Twierdza Boga. Louis de Wohl
Чтение книги онлайн.
Читать онлайн книгу Twierdza Boga - Louis de Wohl страница 19
Benedyktowi zdawało się, że ci ludzie porozumiewają się tajnym językiem, a mimo to są wrogami. W całym pomieszczeniu panowała atmosfera słodkiej i skropionej perfumami nienawiści, tworzącej niewidzialną chmurę, którą obecni wdychali i wydychali tak, jakby była ich naturalnym żywiołem. Co on wśród nich robił? Co robił tutaj Florencjusz, który uczył się, by móc przywoływać do ołtarza żyjącego Boga i ofiarowywać go ludziom?

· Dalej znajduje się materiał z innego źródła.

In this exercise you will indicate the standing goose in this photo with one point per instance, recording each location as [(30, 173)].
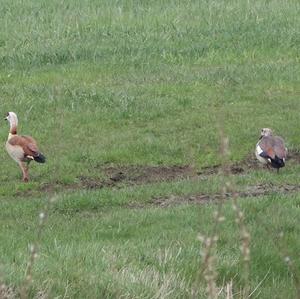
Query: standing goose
[(270, 149), (23, 149)]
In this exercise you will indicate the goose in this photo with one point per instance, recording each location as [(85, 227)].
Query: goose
[(270, 150), (22, 149)]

W domu Boecjusza ceniono myśl i pismo – może nawet za bardzo, bo najwyraźniej uwielbiano je dla samego faktu, że istnieją – lecz tutaj zebrani ewidentnie kochali słowa tylko wtedy, gdy sprawiały komuś ból, a w dodatku głównie dlatego cieszyli się rzeczami błyszczącymi i miękkimi, jak jedwab, że wywoływały u innych uczucie zazdrości.
Wypatrywał Florencjusza, który znikł w rozbawionym tłumie. Ludzie jednocześnie jedli, pili i rozmawiali.

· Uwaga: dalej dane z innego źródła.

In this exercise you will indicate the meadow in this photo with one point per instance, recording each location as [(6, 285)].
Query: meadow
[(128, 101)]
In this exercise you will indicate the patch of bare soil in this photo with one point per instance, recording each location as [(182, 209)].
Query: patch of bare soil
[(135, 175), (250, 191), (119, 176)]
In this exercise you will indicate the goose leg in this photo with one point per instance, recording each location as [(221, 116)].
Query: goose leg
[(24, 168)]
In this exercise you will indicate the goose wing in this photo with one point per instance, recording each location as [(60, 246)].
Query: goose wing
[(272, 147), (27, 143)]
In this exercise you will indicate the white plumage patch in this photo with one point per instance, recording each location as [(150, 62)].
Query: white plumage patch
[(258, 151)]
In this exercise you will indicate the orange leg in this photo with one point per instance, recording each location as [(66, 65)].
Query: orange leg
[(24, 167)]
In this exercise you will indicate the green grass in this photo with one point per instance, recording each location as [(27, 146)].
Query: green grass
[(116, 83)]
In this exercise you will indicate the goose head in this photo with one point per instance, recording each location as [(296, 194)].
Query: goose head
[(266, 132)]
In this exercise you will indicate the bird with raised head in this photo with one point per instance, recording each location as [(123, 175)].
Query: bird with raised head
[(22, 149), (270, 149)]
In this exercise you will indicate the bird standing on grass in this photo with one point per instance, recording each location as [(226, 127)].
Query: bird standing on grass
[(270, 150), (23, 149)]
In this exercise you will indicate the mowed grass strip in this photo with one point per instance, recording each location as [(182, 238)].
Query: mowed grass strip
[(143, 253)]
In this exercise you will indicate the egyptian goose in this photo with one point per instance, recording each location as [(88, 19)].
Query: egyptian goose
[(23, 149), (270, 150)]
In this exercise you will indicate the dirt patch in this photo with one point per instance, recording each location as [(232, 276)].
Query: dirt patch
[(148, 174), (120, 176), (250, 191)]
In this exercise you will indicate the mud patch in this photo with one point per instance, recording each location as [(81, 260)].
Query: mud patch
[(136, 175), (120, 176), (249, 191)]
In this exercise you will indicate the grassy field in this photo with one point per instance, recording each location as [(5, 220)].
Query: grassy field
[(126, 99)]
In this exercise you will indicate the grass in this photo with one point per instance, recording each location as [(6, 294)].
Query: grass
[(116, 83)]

– Pragnąłbyś znaleźć się daleko stąd, prawda, mój prostoduszny studenciku? – wyszeptała mu prosto do ucha Lelia. Woń jej perfum była zbyt intensywna, lecz nie wyczuwał w niej lepkości ani słodyczy, była aromatyczna...

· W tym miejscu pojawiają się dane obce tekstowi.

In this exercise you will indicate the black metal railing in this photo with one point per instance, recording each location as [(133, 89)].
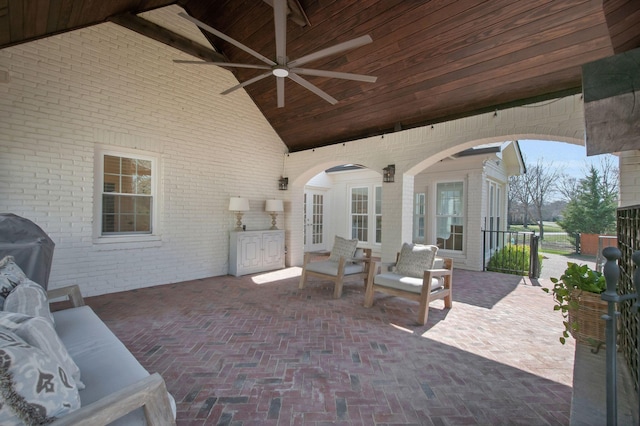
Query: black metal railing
[(628, 230), (511, 252)]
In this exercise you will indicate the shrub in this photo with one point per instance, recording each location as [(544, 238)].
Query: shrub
[(512, 259)]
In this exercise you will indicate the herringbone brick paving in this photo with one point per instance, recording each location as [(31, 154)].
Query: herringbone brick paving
[(257, 350)]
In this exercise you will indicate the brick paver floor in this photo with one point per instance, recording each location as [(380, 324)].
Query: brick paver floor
[(256, 350)]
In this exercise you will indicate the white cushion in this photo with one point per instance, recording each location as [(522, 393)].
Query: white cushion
[(29, 298), (329, 267), (29, 374), (406, 283), (39, 332), (343, 248), (415, 259), (10, 276), (106, 364)]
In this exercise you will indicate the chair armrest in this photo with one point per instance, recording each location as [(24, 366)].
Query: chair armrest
[(150, 393), (439, 272), (71, 293)]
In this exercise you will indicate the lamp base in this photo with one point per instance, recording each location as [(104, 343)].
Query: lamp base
[(239, 221), (273, 221)]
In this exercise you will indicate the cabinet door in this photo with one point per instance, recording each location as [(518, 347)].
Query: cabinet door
[(273, 250), (250, 255)]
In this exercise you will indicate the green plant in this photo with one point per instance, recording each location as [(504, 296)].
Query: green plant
[(575, 277), (511, 259)]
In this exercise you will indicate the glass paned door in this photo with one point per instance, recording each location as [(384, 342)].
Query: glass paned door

– Rozumiem – ciągnęła. – Wiem, to nie twój świat. Wierz mi, mój także nie.
– Zatem dlaczego...
Uciszyła go, przykładając sobie palec do ust.
– Nie każdy może żyć tak, jak chce. Wątpię, by ktokolwiek mógł. A tobie udaje się ta sztuka?
– Jeszcze nie wiem – wyznał spokojnie. – Ale to chyba bez znaczenia.
– W tym pokoju nic nie ma znaczenia – wyszeptała. – Nie odchodź, błagam cię. Chcesz iść, prawda? Widzę to w twoich oczach, one już błądzą gdzie indziej. Zostań. Jesteś prawdziwy, w przeciwieństwie do tych ludzi. Oni są iluzją, koszmarami sennymi. Teraz muszę z nimi porozmawiać, ale zaklinam cię, zostań. Przez wzgląd na mnie. Potrzeba mi ciebie...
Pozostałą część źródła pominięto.